Noting that the referral of questions to the Enlarged Board is a rare enough circumstance to allow an exception to the rule that a party must include its complete case in the statement of grounds, the Technical Board admitted the seventh and eighth requests to the proceedings. These requests sought to specify that the invention used measured data as input data, relying on the Enlarged Board’s observation that technical subject matter could arise by the use of a technical input such as a measurement to a computer-implemented process. However, even putting the most favourable possible interpretation on claim limitations introduced in the seventh and eighth requests, the Technical Board considered that the new features of measuring pedestrian activity to determine pedestrian profiles to be used in the simulation was not directly enough linked to the rest of the simulation to truly result in the method providing a measurement of a physical entity.

The ninth auxiliary request was a further attempt to link to an actual measurement, specifically timers that measured waiting times.
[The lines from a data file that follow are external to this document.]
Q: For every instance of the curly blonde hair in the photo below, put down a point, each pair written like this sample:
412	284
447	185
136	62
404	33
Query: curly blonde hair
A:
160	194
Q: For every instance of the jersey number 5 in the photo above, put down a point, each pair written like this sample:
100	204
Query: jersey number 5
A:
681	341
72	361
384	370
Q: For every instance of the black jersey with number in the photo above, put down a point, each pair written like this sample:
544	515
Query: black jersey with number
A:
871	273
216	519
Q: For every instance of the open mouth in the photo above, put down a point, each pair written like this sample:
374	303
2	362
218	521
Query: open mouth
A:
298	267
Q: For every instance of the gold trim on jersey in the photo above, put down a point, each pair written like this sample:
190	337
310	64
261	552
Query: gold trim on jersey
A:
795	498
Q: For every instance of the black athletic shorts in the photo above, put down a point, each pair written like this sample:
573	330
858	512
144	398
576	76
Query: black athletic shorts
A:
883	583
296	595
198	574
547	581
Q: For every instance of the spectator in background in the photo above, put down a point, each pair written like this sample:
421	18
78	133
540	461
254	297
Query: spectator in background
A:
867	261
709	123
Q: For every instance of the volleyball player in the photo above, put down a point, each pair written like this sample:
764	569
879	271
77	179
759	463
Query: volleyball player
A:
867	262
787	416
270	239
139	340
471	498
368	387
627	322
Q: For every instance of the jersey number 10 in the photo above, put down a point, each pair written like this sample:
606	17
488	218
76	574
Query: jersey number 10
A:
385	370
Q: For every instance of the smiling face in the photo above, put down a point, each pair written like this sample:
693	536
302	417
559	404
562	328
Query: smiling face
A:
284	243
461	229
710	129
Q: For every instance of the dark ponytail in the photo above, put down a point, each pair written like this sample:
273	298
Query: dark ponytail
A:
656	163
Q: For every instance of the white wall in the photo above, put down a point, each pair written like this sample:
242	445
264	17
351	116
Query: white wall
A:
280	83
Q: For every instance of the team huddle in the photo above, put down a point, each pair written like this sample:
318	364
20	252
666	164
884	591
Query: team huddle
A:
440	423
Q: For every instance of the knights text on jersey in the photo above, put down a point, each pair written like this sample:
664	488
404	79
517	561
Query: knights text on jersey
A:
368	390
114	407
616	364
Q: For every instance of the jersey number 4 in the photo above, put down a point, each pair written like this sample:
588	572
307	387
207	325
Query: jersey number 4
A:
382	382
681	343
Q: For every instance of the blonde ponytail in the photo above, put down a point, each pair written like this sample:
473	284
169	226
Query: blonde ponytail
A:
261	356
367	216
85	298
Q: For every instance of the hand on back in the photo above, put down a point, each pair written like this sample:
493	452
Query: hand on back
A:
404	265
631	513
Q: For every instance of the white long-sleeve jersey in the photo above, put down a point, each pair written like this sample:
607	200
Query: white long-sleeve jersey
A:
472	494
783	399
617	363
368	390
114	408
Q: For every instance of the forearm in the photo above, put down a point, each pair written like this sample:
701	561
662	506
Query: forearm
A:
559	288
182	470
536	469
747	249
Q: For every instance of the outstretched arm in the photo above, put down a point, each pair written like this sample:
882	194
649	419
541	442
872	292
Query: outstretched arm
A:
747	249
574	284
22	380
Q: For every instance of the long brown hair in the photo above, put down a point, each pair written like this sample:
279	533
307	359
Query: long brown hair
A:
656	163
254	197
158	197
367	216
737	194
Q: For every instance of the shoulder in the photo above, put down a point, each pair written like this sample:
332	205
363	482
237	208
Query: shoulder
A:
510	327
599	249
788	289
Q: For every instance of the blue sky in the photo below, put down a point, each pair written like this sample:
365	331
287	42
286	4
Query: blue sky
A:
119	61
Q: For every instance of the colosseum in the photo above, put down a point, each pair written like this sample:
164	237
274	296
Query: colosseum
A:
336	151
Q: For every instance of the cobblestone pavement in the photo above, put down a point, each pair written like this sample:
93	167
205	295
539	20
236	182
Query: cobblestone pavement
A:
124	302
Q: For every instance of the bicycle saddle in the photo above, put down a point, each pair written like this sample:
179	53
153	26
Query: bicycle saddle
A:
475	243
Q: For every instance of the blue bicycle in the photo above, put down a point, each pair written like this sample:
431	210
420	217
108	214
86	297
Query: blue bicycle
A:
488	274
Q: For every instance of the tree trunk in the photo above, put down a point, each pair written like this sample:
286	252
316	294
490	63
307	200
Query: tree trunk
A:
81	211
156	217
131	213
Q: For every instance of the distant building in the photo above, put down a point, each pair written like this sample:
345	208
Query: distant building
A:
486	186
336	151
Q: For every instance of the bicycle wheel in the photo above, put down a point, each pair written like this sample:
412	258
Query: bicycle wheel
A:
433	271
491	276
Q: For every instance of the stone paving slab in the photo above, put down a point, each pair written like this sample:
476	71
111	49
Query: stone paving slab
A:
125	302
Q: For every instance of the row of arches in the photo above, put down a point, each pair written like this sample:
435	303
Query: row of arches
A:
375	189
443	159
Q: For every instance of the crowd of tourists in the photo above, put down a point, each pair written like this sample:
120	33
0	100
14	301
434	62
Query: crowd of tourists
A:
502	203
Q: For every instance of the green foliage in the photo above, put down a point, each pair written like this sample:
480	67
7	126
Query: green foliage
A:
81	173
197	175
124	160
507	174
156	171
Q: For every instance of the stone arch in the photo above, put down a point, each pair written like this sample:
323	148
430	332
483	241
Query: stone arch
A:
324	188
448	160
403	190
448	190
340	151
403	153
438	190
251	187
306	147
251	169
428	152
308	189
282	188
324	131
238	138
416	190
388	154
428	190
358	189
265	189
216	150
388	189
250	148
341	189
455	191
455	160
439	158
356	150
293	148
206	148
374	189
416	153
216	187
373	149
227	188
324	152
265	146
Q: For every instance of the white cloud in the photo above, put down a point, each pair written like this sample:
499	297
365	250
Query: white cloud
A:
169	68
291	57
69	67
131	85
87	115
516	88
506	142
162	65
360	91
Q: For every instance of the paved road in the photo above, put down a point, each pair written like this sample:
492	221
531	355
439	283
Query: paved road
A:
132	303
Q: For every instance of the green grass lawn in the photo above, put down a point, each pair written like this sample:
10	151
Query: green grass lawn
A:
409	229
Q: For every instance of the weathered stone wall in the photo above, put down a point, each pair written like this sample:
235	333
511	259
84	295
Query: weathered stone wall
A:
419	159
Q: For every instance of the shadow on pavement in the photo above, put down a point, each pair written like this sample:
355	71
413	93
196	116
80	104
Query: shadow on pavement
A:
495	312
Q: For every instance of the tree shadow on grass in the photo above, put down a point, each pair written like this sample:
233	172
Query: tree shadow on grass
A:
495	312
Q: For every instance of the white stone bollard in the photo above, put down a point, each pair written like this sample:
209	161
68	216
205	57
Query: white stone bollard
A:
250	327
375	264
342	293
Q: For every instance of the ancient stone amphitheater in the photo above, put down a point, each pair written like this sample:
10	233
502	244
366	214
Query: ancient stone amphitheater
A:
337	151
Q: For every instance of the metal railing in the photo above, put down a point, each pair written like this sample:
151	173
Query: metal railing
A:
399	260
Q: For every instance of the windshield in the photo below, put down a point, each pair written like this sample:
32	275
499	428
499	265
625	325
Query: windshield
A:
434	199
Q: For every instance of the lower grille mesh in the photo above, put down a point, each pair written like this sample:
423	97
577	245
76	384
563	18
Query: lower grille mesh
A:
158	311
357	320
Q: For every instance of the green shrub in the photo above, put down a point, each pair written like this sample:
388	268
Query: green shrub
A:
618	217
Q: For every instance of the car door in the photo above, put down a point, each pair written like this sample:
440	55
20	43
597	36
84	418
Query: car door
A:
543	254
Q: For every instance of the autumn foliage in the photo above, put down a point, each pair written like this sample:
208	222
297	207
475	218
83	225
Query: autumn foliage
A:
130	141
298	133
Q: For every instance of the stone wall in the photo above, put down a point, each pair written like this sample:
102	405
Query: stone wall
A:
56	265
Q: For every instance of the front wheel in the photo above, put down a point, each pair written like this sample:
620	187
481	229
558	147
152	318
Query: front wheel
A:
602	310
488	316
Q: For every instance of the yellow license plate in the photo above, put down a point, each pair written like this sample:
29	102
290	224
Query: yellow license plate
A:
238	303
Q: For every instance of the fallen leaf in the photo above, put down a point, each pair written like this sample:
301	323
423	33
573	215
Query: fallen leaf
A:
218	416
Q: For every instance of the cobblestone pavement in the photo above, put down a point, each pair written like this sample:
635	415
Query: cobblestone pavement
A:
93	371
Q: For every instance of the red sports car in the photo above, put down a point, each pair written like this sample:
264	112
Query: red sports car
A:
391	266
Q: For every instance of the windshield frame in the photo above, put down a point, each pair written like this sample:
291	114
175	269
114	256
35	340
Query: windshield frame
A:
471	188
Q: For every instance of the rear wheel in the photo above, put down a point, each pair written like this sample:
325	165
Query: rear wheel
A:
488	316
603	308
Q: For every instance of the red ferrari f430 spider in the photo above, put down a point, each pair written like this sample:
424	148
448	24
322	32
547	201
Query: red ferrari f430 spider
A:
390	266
However, the Technical Board considered that the claim was not clear and there did not seem to be much basis for a clear limitation, so the request was not admitted into the proceedings.

Finally, the tenth and eleventh auxiliary requests presented the most radical attempt to define technical subject matter by limiting the invention to a method of controlling movement of an “autonomous entity” or a “robot”. Although these limitations seemed most promising from the point of view of showing technical subject matter, the Board considered that these requests presented a completely new case that had not been prosecuted in the first instance proceedings and therefore these requests were not admitted into the proceedings.

Lessons that can be drawn from this application for drafting patent applications include:

  • Clear and detailed basis should be given for any link of a simulation or calculation invention to the real world at either the input or output stages.
  • A measurement input to a simulation should relate to something that varies between executions of the simulation rather than a parameter forming part of the model.
  • Negative limitations excluding non-technical uses are likely to have clarity issues so basis should be provided for positive limitations to broad but specific technical uses.
  • For a design method, design changes must be directly linked to the results of any measurement or simulation process and not just left to the designer. It may be best to include steps of actually making or modifying something physical.

The key lesson for addressing objections is that all amendments and arguments need to be presented in the first instance proceedings if at all possible and certainly no later than the statement of grounds of appeal. It is however worth noting that the claims not admitted by the Technical Board could have been pursued by way of a divisional application. A divisional is still pending so perhaps there will be a sequel. Given delays in the Boards of Appeal, a divisional application might also be a quicker route to protection. It is interesting to note that two patents in the family have been granted in the US with claims to the broad method of modelling suggesting this is an area where the EPO may be a harder jurisdiction.